Dutch computer scientist

Johannes Cornelis (Hans) van Vliet (born 12 September 1949, Mijdrecht) is a Dutch computer scientist and Professor Emeritus of Software Engineering at the Vrije Universiteit Amsterdam, known for his work in quantitative aspects of software engineering.

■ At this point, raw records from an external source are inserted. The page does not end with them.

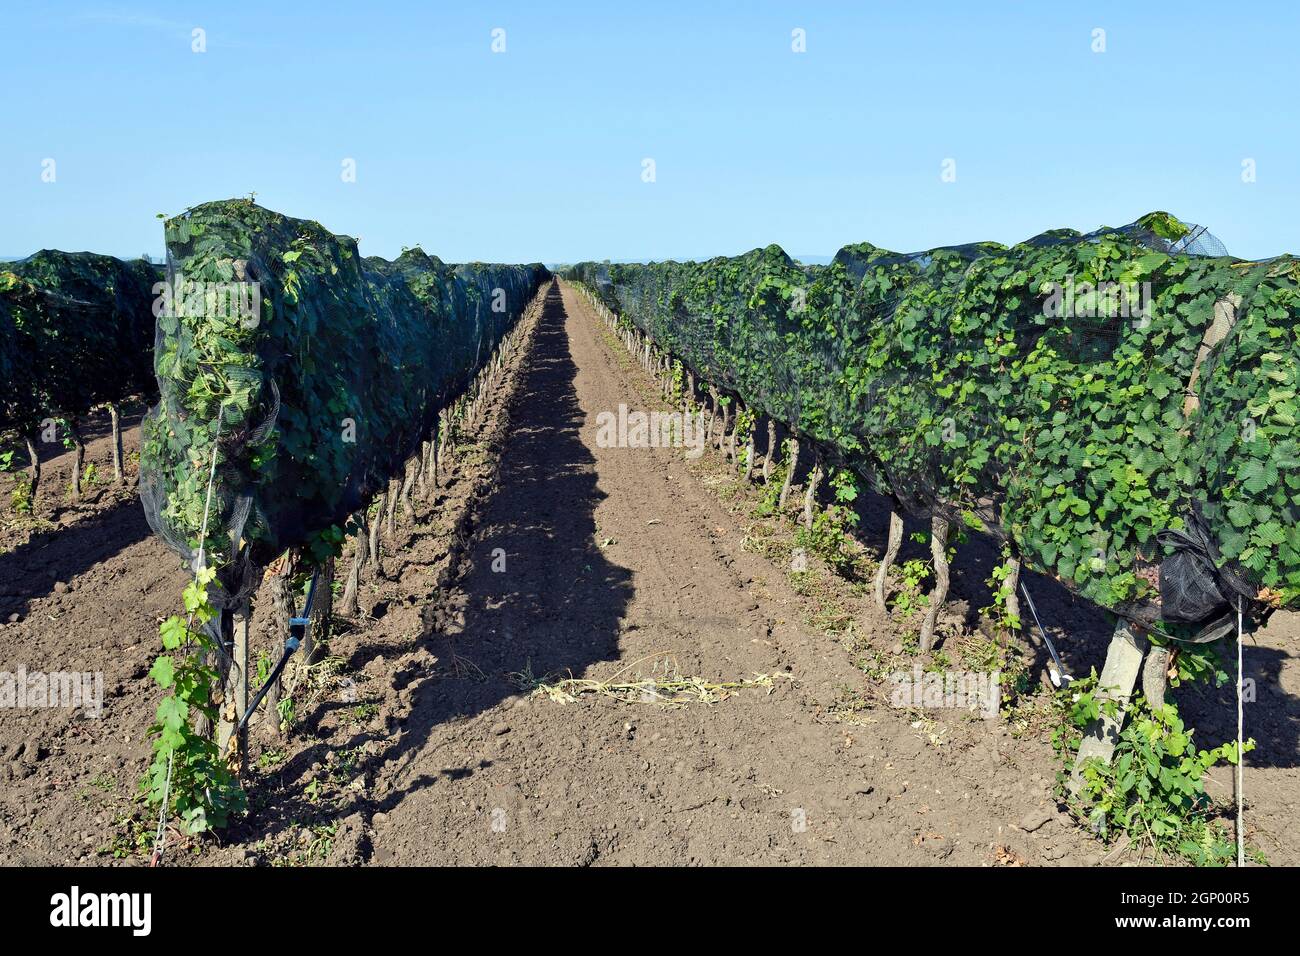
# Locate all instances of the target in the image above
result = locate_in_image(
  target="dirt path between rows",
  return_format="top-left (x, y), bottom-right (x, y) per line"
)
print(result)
top-left (1, 280), bottom-right (1293, 867)
top-left (355, 282), bottom-right (1098, 865)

Van Vliet received his MA in Mathematics at the Vrije Universiteit, and in 1979 his PhD in Computer Science at the University of Amsterdam. After 1979 he started his career as researcher at the Centrum Wiskunde & Informatica (National Research Institute for Mathematics and Computer Science), and in the year 1983-84 was visiting scientist at the IBM Research Laboratory in San Jose. Since 1987 he is professor of Software Engineering at the Vrije Universiteit. Since 2007 he is member of the IFIP WG 2.10, and chaired the ESEC/FSE conference on Software Engineering in 2009 in Amsterdam.

== Publications ==
Books, a selection:
- Hans van Vliet. Software engineering. Stenfert Kroese, 1988 (in Dutch)
- Hans van Vliet. Software Engineering: Principles and Practice Wiley, 1993, 1996, 2000, 2003, 2007.

Articles, a selection:
- Hans van Vliet, Jaap Gordijn and Hans Akkermans. "Business modelling is not process modelling." in: Conceptual modeling for e-business and the web. Springer Berlin Heidelberg, 2000. p. 40-51.
- Hans van Vliet, Hans de Bruin. "Scenario-based generation and evaluation of software architectures." in: Generative and Component-Based Software Engineering. Springer Berlin Heidelberg, 2001. p. 128-139
- Hans van Vliet, PerOlof Bengtsson et al. "Architecture-level modifiability analysis (ALMA)." in: Journal of Systems and Software Vol 69 (1), 2004. p. 129-147.
- Greefhorst, Danny, Henk Koning, and Hans van Vliet. "The many faces of architectural descriptions." Information Systems Frontiers 8.2 (2006): 103–113.
- Hans van Vliet, Philippe Kruchten and Patricia Lago. "Building up and reasoning about architectural knowledge." in: Quality of Software Architectures. Springer Berlin Heidelberg, 2006. p. 43-58.
- Hans van Vliet, Remco C. de Boer. "On the similarity between requirements and architecture". in: Journal of Systems and Software Vol 82 (3). 2009. p. 544-550.